Launching a training job with a TPU compatible pipeline config requires using a similar command:
gcloud ml-engine jobs submit training `whoami`_object_detection_`date +%m_%d_%Y_%H_%M_%S` \
--job-dir=gs://${MODEL_DIR} \
--packages dist/object_detection-0.1.tar.gz,slim/dist/slim-0.1.tar.gz,/tmp/pycocotools/pycocotools-2.0.tar.gz \
--module-name object_detection.model_tpu_main \
--runtime-version 1.12 \
--scale-tier BASIC_TPU \
--region us-central1 \
-- \
--tpu_zone us-central1 \
--model_dir=gs://${MODEL_DIR} \
--pipeline_config_path=gs://${PIPELINE_CONFIG_PATH}
In contrast with the GPU training command, there is no need to specify a YAML
file and we point to the object_detection.model_tpu_main binary instead of
object_detection.model_main. We must also now set scale-tier
to be
BASIC_TPU
and provide a tpu_zone
. Finally as before pipeline_config_path
points to a points to the pipeline configuration stored on Google Cloud Storage
(but is now must be a TPU compatible model).

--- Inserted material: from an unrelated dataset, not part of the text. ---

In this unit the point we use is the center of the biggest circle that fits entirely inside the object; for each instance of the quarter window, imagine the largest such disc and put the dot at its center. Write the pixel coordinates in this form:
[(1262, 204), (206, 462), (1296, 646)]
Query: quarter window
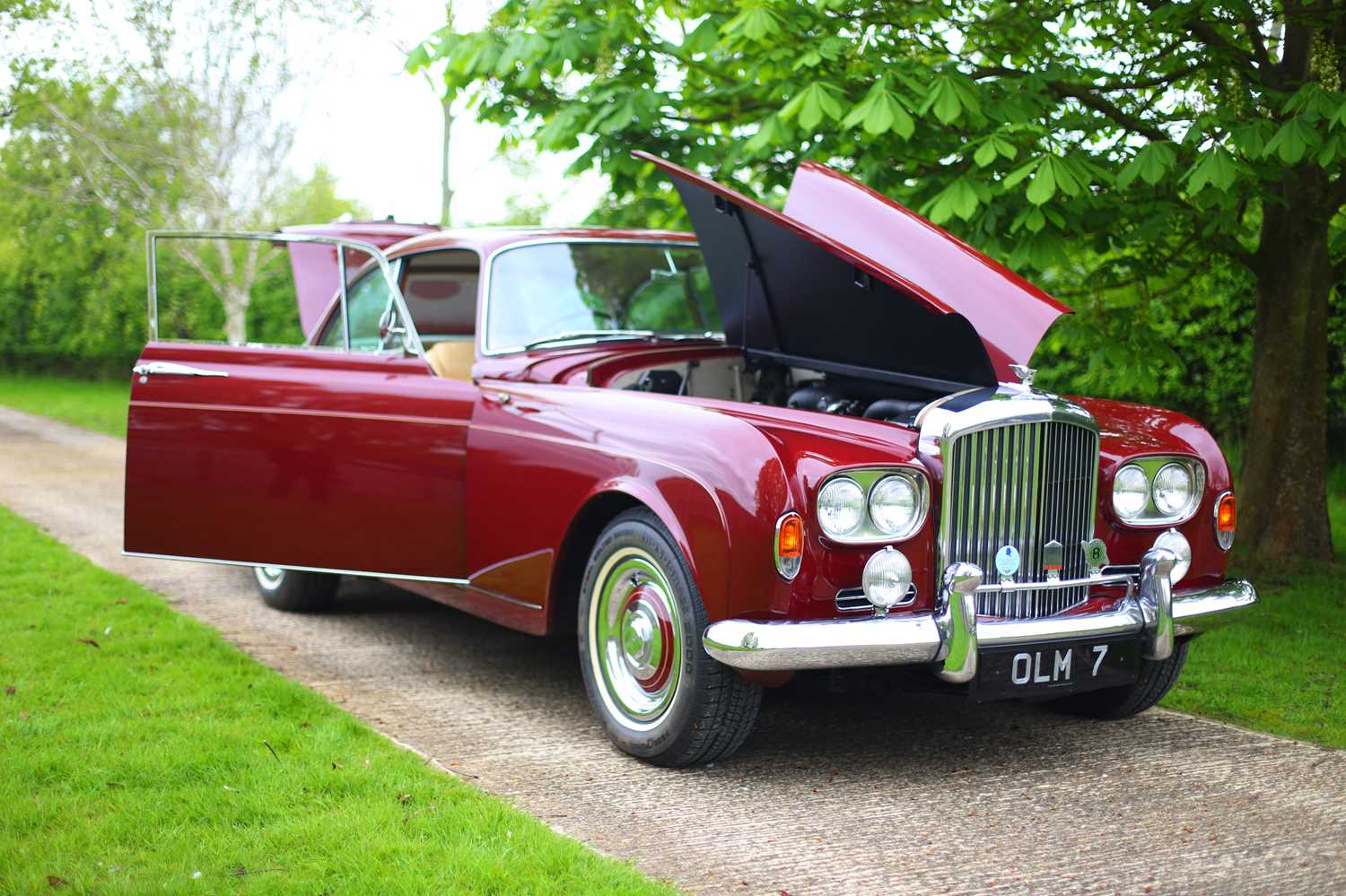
[(366, 300)]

Note: You only need to do this when using TPU for training as it does not interleave evaluation during training as in the case of Multiworker GPU training.
Evaluation jobs run on a single machine, so it is not necessary to write a YAML configuration for evaluation. Run the following command to start the evaluation job:
gcloud ml-engine jobs submit training object_detection_eval_`date +%m_%d_%Y_%H_%M_%S` \
--runtime-version 1.12 \
--job-dir=gs://${MODEL_DIR} \
--packages dist/object_detection-0.1.tar.gz,slim/dist/slim-0.1.tar.gz,/tmp/pycocotools/pycocotools-2.0.tar.gz \
--module-name object_detection.model_main \
--region us-central1 \
--scale-tier BASIC_GPU \
-- \
--model_dir=gs://${MODEL_DIR} \
--pipeline_config_path=gs://${PIPELINE_CONFIG_PATH} \
--checkpoint_dir=gs://${MODEL_DIR}
Where gs://${MODEL_DIR}
points to the directory on Google Cloud Storage where
training checkpoints are saved (same as the training job), as well as
to where evaluation events will be saved on Google Cloud Storage and
gs://${PIPELINE_CONFIG_PATH}
points to where the pipeline configuration is
stored on Google Cloud Storage.
Typically one starts an evaluation job concurrently with the training job. Note that we do not support running evaluation on TPU, so the above command line for launching evaluation jobs is the same whether you are training on GPU or TPU.
You can run Tensorboard locally on your own machine to view progress of your training and eval jobs on Google Cloud ML. Run the following command to start Tensorboard:
tensorboard --logdir=gs://${YOUR_CLOUD_BUCKET}
Note it may Tensorboard a few minutes to populate with results.